Ensign Peak at Dawn When the Valley Is Still Asleep
Ensign Peak at Dawn When the Valley Is Still Asleep
Ensign Peak rises directly above the state capitol at the north end of Salt Lake City, and the trail to its summit is the shortest hike-to-great-view ratio in any American city. From the trailhead on Ensign Vista Drive — ten minutes from downtown — the summit is less than a mile, and the view from the top puts the entire Salt Lake Valley in your hands.
The trail climbs through scrub oak and sagebrush on a well-graded dirt path that gains about 400 feet. The sage smells sharp and clean, the kind of scent that clears your head before the view does. At the top, a stone monument marks the spot where Brigham Young reportedly stood two days after arriving in the valley in 1847 and surveyed the land his people would turn into a city.
The panorama is staggering. South: the grid of Salt Lake City, the temple spires catching the first light, the valley stretching forty miles to the Point of the Mountain. West: the Great Salt Lake, flat and silver and enormous, with Antelope Island rising from its surface like a mirage that decided to commit. East: the Wasatch Front, a wall of granite and snow that runs north-south like a spine and turns pink at dawn in a way that no filter can improve.
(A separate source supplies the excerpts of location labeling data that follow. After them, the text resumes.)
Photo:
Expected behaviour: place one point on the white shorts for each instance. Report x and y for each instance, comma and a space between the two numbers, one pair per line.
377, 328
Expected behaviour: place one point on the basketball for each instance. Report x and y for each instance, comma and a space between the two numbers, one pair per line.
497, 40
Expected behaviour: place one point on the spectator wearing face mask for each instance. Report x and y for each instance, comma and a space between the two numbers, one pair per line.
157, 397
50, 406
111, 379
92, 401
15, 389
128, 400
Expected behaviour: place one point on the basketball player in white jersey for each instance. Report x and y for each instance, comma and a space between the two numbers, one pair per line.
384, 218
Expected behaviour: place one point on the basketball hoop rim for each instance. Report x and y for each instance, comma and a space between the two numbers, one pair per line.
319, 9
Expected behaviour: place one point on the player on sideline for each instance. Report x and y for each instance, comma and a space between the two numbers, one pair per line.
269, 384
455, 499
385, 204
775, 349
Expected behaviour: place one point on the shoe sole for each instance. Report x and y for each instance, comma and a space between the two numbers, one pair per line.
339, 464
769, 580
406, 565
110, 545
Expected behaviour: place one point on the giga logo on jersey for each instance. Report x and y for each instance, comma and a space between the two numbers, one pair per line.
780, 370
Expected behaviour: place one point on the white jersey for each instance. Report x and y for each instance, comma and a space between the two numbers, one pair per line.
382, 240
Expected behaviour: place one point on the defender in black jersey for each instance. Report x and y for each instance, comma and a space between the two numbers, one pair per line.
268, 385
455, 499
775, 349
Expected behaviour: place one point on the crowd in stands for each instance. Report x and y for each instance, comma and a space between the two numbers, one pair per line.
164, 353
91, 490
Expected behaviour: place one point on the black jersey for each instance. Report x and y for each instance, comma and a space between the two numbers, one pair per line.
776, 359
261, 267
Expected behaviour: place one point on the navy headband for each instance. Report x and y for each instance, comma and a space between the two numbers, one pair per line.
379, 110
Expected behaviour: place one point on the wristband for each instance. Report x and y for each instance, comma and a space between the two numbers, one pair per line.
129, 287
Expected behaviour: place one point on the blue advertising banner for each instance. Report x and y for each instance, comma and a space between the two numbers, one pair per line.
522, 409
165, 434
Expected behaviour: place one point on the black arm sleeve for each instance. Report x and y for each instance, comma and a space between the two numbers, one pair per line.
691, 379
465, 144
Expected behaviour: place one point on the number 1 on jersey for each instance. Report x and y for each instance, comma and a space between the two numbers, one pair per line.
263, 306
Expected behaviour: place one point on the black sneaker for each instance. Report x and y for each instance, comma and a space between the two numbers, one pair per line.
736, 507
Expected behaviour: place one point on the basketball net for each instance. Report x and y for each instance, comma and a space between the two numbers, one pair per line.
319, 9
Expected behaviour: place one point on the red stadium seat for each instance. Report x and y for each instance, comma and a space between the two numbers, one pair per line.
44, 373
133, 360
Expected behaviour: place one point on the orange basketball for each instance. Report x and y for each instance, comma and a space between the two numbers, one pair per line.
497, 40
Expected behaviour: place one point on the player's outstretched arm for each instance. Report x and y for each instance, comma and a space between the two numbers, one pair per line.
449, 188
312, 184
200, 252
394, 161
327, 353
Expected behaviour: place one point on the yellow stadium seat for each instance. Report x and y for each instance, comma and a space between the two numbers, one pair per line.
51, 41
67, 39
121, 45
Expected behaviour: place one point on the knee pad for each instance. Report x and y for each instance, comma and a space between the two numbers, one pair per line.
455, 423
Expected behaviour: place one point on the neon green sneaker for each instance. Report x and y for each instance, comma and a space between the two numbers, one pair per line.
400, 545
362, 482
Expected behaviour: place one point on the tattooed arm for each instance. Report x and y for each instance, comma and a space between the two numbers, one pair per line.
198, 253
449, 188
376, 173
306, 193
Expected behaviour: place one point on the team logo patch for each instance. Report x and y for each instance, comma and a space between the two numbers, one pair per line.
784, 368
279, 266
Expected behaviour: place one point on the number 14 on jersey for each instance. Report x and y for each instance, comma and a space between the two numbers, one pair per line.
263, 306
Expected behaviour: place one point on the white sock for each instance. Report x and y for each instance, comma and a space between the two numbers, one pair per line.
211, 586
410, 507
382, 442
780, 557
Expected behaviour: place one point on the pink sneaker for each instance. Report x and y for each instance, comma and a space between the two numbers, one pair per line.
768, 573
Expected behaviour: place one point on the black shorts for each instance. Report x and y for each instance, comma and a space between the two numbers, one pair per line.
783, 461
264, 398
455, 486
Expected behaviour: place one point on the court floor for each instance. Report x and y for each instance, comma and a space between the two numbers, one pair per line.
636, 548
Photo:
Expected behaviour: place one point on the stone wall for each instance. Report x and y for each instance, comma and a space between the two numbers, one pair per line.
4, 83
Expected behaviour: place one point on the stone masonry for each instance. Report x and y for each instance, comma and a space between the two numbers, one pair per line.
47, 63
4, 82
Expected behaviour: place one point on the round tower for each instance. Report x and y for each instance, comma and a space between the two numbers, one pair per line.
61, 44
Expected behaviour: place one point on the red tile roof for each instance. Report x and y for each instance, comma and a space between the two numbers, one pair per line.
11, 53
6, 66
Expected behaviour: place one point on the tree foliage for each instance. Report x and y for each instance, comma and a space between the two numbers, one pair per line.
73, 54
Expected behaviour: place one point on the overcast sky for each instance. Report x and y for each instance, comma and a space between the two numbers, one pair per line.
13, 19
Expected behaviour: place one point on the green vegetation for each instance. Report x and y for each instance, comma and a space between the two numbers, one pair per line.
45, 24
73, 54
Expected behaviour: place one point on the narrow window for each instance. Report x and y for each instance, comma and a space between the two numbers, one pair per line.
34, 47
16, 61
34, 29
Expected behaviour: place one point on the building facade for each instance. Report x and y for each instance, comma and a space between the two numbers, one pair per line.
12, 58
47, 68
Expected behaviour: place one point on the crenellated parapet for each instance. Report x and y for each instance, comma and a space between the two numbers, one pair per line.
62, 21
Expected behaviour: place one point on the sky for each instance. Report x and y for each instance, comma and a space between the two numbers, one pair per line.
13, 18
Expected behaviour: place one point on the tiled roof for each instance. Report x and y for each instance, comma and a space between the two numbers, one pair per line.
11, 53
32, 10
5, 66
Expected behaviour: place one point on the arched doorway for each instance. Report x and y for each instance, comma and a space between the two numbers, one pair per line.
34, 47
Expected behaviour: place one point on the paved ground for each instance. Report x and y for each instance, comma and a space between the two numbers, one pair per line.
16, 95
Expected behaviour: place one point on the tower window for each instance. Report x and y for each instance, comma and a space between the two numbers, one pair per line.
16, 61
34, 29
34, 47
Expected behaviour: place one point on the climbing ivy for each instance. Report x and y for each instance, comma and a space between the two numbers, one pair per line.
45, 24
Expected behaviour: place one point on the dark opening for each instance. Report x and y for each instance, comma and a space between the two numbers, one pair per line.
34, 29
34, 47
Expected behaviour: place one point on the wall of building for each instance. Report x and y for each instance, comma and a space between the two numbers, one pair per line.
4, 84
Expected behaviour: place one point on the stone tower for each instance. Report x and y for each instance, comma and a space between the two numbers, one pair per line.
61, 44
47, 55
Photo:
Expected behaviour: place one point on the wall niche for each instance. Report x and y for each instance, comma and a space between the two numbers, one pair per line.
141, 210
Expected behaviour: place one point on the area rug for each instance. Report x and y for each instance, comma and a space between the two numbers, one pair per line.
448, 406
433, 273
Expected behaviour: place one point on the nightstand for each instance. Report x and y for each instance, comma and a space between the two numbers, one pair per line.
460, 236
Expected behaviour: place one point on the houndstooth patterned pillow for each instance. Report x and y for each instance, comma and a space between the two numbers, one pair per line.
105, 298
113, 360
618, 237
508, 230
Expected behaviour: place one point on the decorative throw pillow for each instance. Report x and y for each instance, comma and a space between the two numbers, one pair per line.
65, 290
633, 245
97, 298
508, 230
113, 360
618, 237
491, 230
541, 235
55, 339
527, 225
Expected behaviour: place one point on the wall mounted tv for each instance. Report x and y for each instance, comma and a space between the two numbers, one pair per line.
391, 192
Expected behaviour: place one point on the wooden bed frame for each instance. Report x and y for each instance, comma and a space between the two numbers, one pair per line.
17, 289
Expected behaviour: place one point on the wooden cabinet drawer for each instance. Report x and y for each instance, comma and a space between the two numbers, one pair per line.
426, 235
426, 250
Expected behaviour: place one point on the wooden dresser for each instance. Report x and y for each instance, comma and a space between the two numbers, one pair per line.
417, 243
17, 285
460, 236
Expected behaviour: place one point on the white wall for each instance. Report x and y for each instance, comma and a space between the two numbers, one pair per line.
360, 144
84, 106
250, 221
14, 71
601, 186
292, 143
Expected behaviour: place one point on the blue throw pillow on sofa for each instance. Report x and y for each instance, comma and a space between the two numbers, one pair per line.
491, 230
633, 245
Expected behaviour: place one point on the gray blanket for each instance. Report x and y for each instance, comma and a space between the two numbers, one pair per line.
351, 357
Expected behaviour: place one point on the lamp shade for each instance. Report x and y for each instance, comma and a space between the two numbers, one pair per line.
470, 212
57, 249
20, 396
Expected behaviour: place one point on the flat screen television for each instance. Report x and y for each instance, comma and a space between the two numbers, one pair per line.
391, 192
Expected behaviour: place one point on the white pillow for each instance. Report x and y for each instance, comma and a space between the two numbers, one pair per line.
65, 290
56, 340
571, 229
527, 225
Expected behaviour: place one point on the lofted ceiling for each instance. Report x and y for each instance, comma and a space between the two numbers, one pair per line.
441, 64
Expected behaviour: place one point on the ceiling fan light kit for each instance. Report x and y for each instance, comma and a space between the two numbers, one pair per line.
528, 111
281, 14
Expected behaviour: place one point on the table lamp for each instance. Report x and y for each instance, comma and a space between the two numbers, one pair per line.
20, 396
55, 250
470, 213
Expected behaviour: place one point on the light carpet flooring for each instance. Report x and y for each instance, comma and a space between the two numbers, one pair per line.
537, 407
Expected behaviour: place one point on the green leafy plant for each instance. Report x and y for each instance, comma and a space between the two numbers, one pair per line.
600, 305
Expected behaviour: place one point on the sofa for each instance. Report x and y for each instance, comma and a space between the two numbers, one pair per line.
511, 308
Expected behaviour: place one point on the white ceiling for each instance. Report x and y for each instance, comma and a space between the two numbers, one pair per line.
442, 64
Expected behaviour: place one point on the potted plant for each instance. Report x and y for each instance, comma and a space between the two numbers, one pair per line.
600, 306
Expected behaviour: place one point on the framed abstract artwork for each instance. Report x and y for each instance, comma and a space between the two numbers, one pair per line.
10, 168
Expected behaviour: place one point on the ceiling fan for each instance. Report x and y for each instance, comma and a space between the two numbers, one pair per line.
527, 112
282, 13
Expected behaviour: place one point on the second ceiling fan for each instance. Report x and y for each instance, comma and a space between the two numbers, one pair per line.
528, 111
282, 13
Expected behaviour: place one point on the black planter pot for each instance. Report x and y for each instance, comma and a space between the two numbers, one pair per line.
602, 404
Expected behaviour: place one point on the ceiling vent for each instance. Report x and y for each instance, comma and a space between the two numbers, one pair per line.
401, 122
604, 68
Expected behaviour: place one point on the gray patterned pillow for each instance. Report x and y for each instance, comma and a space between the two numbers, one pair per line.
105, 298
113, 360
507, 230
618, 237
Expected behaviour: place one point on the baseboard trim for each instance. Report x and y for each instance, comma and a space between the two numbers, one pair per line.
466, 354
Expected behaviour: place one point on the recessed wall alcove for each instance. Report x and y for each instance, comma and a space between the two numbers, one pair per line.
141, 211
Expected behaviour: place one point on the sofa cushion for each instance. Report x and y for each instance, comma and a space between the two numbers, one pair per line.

Best time: Dawn. The light show on the Wasatch is the reason to set your alarm, and the trail is empty at six while the parking lot at noon is full of people who missed the best part. Spring and fall are ideal — summer dawns are pleasant but the afternoon heat makes the scrub oak radiate stored warmth like a furnace. Winter after a snowfall turns the peak into a postcard, but bring traction devices for the trail.
Practical notes: Free, open year-round, dogs welcome on leash. Bring water even for this short hike — the elevation (5,400 feet at the summit) and the dry air conspire to dehydrate you faster than you expect. The descent takes fifteen minutes. The memory of the view lasts considerably longer.